With a wave, his bracer gave a click and a chime, then the mess coating walls, floor, parts of the high ceiling, and even themselves accumulated into a single levitating sphere.
"Wow, that looks kinda cool!" Toby remarked just before he caught sight of a few dismembered body parts shifting among the slimy, glowing guts. He then had a fit of nausea and pulled the roll of bandages away from Claire to cover his mouth.
"Hate niffins," Aaarrrgghh repeated, this time more forcefully.
"Indeed," Blinky agreed with him as Douxie deposited the offensive slop outside. Hopefully it wouldn't land anywhere too conspicuous. "Niffins are vicious. It is no accident their nickname is 'glow-harpies'. They will feed off Heartstone if they can find it and attack trolls out of pure spite. They can scent a troll miles away. We have long had an agreement with the wizards living in Arcadia to protect us from them."
Claire perked up at that. "You mean there are wizards in Arcadia too? Besides Douxie, I mean."
"Naturally. Kanjigar dealt with them exclusively, and I was not privy to their identities or conversations, but they did keep the niffin population regulated quite well. Aside from five swarms that made their way into Trollmarket during some of the worst breeding years, that is." The four-armed troll sighed as he stood beside the stone containing the Trollhunter. "Still, I've never seen them run in packs larger than thirty, and we dealt with at least a hundred tonight. If this keeps up, I doubt it will be long before we are far too weary to protect ourselves or Master Jim."

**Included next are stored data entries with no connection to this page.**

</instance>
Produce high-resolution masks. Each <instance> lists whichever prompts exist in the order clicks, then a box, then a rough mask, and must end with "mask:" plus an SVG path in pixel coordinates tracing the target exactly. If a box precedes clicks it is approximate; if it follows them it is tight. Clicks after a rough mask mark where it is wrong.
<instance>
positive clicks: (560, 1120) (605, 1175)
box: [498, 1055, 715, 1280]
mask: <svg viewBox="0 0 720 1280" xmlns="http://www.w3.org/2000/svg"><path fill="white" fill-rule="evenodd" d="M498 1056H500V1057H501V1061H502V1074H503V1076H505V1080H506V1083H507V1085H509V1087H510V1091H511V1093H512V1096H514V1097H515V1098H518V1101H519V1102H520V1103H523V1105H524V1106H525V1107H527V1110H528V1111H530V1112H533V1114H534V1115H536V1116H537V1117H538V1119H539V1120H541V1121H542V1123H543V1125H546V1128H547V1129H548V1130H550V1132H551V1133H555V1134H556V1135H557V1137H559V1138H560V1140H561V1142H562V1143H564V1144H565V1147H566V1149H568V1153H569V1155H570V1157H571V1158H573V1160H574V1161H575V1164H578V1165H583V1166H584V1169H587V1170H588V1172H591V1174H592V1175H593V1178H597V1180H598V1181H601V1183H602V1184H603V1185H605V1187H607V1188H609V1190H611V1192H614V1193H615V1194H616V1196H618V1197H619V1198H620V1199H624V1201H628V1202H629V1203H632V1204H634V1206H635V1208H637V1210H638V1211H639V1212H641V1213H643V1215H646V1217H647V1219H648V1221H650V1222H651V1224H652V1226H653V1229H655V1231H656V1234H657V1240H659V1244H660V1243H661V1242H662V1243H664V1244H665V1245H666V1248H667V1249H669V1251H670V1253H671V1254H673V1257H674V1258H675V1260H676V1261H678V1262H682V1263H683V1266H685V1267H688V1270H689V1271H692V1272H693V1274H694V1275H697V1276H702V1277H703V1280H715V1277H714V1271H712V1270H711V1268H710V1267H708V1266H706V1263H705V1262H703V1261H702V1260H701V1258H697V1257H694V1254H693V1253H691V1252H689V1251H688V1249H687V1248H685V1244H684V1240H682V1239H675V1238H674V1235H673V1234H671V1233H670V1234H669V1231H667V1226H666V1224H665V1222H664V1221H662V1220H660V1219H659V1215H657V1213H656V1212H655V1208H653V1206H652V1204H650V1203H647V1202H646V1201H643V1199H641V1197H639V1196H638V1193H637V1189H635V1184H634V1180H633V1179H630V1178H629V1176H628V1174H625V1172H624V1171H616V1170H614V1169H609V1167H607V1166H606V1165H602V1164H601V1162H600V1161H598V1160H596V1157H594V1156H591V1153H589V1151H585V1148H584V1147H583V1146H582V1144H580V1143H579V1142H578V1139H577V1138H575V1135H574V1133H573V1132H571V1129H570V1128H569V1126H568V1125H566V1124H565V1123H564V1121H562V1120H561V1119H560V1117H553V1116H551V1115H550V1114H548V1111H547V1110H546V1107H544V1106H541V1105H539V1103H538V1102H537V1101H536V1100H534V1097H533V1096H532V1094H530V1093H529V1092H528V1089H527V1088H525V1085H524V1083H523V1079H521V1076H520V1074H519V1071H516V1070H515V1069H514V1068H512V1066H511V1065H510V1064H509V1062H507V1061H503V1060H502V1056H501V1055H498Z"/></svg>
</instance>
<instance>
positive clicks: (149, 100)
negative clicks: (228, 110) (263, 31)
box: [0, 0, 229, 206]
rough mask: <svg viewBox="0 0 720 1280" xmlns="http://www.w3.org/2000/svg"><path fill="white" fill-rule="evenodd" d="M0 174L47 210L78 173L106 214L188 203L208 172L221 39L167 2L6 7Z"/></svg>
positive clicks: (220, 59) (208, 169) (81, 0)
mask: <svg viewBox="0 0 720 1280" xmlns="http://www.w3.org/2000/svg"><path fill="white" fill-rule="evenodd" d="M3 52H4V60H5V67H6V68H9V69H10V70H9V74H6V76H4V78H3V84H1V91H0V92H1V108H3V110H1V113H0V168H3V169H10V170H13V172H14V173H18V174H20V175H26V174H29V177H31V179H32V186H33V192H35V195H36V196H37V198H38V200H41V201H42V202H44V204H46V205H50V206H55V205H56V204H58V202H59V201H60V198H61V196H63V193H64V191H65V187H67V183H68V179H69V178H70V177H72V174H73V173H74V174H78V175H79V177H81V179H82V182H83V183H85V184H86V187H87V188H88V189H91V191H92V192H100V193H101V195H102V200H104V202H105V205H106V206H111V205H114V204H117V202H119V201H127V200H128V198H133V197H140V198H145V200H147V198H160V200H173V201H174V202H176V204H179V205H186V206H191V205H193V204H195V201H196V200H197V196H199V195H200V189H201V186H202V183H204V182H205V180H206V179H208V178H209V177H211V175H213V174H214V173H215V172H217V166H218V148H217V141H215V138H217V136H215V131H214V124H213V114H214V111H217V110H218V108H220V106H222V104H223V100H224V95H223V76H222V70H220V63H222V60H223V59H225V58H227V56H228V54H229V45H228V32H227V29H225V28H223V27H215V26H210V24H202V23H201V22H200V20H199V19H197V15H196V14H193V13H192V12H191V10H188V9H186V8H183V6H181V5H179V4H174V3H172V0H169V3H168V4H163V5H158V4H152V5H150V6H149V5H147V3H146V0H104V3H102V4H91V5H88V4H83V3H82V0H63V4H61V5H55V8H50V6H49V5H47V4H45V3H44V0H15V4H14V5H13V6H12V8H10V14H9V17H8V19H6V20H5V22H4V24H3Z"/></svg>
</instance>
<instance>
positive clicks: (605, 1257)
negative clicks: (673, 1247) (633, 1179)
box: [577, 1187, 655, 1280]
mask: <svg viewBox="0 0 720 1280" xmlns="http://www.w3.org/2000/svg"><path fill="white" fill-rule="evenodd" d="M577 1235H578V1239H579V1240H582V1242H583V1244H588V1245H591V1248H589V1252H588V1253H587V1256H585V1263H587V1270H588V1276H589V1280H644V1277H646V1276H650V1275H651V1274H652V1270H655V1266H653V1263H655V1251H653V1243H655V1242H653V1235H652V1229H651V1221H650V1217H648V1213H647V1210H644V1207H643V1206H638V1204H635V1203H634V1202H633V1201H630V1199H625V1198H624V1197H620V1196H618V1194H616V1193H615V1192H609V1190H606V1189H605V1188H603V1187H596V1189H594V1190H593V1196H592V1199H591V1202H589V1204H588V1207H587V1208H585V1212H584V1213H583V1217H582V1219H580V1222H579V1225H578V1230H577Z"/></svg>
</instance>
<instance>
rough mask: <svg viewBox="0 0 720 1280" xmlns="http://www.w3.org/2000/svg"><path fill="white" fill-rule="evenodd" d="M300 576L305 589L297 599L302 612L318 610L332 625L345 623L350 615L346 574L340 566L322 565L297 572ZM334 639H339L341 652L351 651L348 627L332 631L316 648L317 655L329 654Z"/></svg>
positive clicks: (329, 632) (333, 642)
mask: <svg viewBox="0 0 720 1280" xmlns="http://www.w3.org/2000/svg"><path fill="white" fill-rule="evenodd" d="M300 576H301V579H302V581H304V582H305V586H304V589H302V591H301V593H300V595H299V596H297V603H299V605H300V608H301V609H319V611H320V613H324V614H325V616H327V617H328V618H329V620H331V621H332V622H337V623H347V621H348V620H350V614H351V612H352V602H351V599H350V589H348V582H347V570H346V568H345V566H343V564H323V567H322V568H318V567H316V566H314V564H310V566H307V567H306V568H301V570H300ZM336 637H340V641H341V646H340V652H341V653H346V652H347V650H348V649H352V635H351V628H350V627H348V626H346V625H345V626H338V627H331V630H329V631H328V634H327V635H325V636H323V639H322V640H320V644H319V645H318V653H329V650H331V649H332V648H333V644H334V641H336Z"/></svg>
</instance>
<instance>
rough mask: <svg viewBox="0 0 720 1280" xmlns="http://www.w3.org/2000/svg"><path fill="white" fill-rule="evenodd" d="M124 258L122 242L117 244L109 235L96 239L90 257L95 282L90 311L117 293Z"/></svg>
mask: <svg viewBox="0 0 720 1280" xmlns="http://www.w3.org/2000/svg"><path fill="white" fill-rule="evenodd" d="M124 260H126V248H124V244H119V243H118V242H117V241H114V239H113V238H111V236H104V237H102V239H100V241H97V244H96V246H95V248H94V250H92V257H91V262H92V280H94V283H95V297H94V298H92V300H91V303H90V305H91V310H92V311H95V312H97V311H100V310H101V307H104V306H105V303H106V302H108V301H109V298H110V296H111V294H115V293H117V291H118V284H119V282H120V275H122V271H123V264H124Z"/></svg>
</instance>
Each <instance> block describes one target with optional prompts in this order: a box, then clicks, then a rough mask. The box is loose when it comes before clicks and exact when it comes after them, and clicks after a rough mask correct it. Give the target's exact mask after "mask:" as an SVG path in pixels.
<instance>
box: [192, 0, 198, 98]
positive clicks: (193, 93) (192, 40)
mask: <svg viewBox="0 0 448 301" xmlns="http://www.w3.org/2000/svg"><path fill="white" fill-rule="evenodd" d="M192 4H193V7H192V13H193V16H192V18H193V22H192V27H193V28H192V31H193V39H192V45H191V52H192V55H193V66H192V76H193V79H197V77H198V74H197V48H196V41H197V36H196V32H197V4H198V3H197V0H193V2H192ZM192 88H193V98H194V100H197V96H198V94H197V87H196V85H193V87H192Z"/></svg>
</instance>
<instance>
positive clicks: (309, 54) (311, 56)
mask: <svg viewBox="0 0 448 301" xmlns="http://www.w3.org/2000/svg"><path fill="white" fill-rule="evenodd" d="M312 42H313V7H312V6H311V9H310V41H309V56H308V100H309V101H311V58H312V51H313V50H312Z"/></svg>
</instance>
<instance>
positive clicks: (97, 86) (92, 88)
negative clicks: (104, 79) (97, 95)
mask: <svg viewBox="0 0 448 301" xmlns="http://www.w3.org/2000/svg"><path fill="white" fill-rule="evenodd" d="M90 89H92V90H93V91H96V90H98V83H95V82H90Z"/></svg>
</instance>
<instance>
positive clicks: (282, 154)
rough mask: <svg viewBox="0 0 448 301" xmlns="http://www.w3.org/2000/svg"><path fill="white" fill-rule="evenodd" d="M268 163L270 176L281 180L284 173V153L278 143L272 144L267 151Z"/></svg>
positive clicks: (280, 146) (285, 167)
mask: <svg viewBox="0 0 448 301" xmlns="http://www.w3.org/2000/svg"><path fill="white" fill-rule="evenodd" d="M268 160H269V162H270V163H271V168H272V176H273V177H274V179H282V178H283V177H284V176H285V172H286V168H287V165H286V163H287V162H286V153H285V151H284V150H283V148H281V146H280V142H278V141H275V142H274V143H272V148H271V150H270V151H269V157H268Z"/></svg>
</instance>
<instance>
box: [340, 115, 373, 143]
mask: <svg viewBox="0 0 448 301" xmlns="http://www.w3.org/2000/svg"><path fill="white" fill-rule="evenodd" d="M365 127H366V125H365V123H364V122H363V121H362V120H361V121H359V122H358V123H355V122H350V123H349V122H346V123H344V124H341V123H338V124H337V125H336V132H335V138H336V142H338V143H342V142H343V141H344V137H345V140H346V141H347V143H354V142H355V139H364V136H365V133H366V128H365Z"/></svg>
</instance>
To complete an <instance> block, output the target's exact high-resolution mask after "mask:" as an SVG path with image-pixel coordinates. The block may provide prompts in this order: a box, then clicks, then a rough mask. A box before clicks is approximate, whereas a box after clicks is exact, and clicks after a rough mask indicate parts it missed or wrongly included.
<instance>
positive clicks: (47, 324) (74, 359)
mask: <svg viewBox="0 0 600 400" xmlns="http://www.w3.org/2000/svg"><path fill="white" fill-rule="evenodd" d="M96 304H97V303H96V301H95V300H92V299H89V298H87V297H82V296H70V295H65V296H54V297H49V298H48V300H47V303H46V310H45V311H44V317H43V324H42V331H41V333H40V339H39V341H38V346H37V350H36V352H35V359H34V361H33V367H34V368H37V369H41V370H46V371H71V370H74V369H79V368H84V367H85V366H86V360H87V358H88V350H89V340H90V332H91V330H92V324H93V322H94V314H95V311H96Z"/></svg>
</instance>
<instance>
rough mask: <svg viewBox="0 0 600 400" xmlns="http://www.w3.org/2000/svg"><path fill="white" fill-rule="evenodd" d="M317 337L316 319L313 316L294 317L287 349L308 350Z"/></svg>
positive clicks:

"I'll speak to Merlin and Galahad," Douxie offered, heading for the door. "They have authority over the knights and can order them to be stationed here. Personally I think it's something they ought to have thought of earlier, but I'll chalk it up to their age."
"I don't get why Merlin can't just make a barrier that will keep them out. He got his staff back after—" Toby stopped grumping to let out a hiss of pain as Claire put some ointment on his arm.
"Regrettably, it is only meant to slow them down," Blinky explained. "If we did not kill them all, more and more niffins would be drawn to us by their incessant shrieks, so Merlin purposely cast a barrier that can be fractured. It may be vexing, but it is also necessary in order to maintain our secrecy."
Claire finished bandaging Toby but remained uncharacteristically silent. The battle had not gone well to her mind. She had perhaps managed to kill two or three niffins with her club before being overwhelmed. The dark purple armor may have given her more protection, but it also slowed her down.
If only she could have done more.
A/N: For a series named "Wizards of Arcadia" we really didn't get that good a look at wizards in general or their history. Yeah, Douxie was the main character of this arc, but even after watching the season multiple times, I felt there were just way too many holes in his personal story. This here again is my imagination at work, attempting to contribute a little bit to the cohesiveness of the story and what we might have gotten had they secured two seasons instead of one plus a half-baked movie.